Cada vez que la miraba quería poseerla, y eso le hacía depender de ella de un modo que no le gustaba nada.

–¿Te has ahogado? –gritó Molly desde el dormitorio.

–¡Sí, ven y hazme el boca a boca!

Entró de nuevo en la habitación, con algunas gotas de agua dispersas por su cuerpo desnudo, secándose el pelo con una toalla, y su boca se endureció al verla.

Se había puesto una bata que le quedaba grande, quizá fuera de hombre. Y le hacía parecer inocente y sensual a la vez. Había preparado café.

Aquella era una situación que parodiaba una vida hogareña que nunca tendrían, la típica escena acogedora que, en otras circunstancias, le habría hecho salir corriendo. Se puso los bóxer y Molly pensó lo maravilloso que era. Él vio cómo lo miraba, y algo en sus ojos le hizo recordar algo.

–Es fin de semana –dijo rotundamente.

–Sí, lo es.

–Y ya no nos vemos hasta el lunes.

–Así es –dijo ella. Había estado practicando para ese momento–. ¿Tienes pensado hacer algo especial?

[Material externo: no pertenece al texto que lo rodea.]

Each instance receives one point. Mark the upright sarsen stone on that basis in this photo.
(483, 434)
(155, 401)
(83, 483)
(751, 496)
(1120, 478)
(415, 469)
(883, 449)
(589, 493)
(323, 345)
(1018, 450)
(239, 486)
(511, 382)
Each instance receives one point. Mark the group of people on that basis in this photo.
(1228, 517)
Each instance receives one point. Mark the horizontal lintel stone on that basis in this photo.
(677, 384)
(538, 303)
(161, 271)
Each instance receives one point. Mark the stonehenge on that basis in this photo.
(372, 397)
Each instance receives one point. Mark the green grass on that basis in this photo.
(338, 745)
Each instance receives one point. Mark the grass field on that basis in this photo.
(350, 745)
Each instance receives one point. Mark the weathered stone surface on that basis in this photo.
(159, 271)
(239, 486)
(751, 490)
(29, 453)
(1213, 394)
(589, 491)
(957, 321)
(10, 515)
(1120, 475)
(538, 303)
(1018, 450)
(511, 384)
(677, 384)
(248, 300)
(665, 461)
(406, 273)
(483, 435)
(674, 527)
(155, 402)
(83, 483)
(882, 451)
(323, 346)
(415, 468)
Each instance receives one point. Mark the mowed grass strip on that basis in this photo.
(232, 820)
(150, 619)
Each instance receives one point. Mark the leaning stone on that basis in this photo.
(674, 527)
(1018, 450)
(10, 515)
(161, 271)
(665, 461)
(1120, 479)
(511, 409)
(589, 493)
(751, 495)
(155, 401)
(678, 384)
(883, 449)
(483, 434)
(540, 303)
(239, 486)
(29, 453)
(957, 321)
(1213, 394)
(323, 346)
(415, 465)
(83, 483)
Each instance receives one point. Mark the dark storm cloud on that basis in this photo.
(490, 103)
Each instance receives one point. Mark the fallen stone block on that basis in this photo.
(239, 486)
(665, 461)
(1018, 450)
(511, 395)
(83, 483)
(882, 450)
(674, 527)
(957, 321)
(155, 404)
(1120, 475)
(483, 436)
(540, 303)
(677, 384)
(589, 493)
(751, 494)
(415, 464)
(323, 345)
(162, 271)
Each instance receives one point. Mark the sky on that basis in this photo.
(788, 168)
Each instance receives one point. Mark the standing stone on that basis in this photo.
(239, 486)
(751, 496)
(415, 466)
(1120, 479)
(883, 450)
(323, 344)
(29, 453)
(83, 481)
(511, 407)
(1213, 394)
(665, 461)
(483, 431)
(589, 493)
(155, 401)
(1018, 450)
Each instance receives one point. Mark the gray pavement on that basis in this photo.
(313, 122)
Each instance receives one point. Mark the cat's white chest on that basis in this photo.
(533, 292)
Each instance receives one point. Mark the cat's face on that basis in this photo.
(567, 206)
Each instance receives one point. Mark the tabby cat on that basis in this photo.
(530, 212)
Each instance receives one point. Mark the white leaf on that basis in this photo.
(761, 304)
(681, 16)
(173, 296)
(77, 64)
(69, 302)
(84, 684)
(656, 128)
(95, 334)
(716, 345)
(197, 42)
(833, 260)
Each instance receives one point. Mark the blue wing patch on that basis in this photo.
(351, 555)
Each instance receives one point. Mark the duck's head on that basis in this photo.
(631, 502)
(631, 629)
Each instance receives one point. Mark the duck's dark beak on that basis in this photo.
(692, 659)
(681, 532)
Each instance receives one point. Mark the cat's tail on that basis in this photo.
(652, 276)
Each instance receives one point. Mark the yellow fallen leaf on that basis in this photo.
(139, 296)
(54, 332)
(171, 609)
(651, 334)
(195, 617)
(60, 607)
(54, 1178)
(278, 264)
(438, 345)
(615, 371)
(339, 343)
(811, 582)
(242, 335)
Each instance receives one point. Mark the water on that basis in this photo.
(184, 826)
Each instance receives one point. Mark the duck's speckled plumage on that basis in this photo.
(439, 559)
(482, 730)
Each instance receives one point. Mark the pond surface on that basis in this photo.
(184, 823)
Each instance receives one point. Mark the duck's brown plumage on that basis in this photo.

Él frunció el ceño. Molly estaba reescribiendo el guión, y eso no le gustaba. Podía haber tenido la delicadeza de parecer al menos un poco disgustada.

–Estás tenso otra vez –dijo ella. Pero él la ignoró.

–¿Y tú? –preguntó–. ¿Has planeado hacer algo especial?

¿Qué esperaba?, ¿que iba a estar allí espiándolo, ansiosa por poder verlo un momento a través de la valla del jardín para intercambiar miradas furtivas o esperando el momento en que él llevara a Zoe a algún sitio?

–Voy a una galería de arte mañana por la tarde y luego a cenar con unos amigos.

–Ah. ¿A qué galería?

– La Tate Britain. Exponen una colección de obras de Rembrandt, dicen que es genial.

–Quizá a Zoe le guste ir también. Le encanta el arte.

–¿Pretendes que tengamos un encuentro fortuito?

–¿Por qué no?

–Pues porque no es honesto, por eso. Es pretender que sea algo que en realidad no es. Un encuentro casual que no lo es en absoluto. Además, quizá se dé cuenta de que somos… –dijo, y se detuvo. Le resultaba muy difícil encontrar una palabra para definir una relación sin ataduras–, que somos unos vecinos más amables de lo normal.

–Que forma tan deliciosa de describirlo –dijo sonriente.

–Quizá se te ocurra a ti una descripción mejor –lo retó con dulzura.

La miró con admiración. No iba a ser nada fácil. Llevarla a la cama había sido pan comido, pero ella, de algún modo, estaba consiguiendo lo imposible: alcanzar un tipo de intimidad con la que él no se sentía a gusto y, al mismo tiempo, conseguir mantener las distancias.

–Escucha, quizá podamos quedar a comer el lunes –sugirió él.

–¿Dónde, aquí?

–¡No, aquí no! –explotó Dimitri. Deseaba cualquier sitio menos allí. Cualquier sitio que no tuviera una cama en cincuenta metros a la redonda–. Debe de haber un restaurante cerca.

–Claro que lo hay.

–Perfecto.

–¿Y qué pasa con Zoe?, ¿qué le dirás?

–Ah, Zoe se ha hecho amiga de otra chica griega. Puede regresar con ella después de la escuela. Entonces, ¿el lunes te va bien?

Le iba perfecto. No dejaba de ser extraño que una simple invitación a comer hiciera que su corazón latiera con una excitación que hacía mucho que no sentía.

–Haré una reserva, ¿de acuerdo? –preguntó Molly.

–De acuerdo –dijo él mientras se abrochaba la camisa.

–¿Vendrás aquí primero?

Dimitri vio la pasión en sus ojos y sonrió. Sabía de sobra lo que quería decir, ir allí y hacer el amor primero.

–No. Te recogeré justo antes de la una –dijo con frialdad.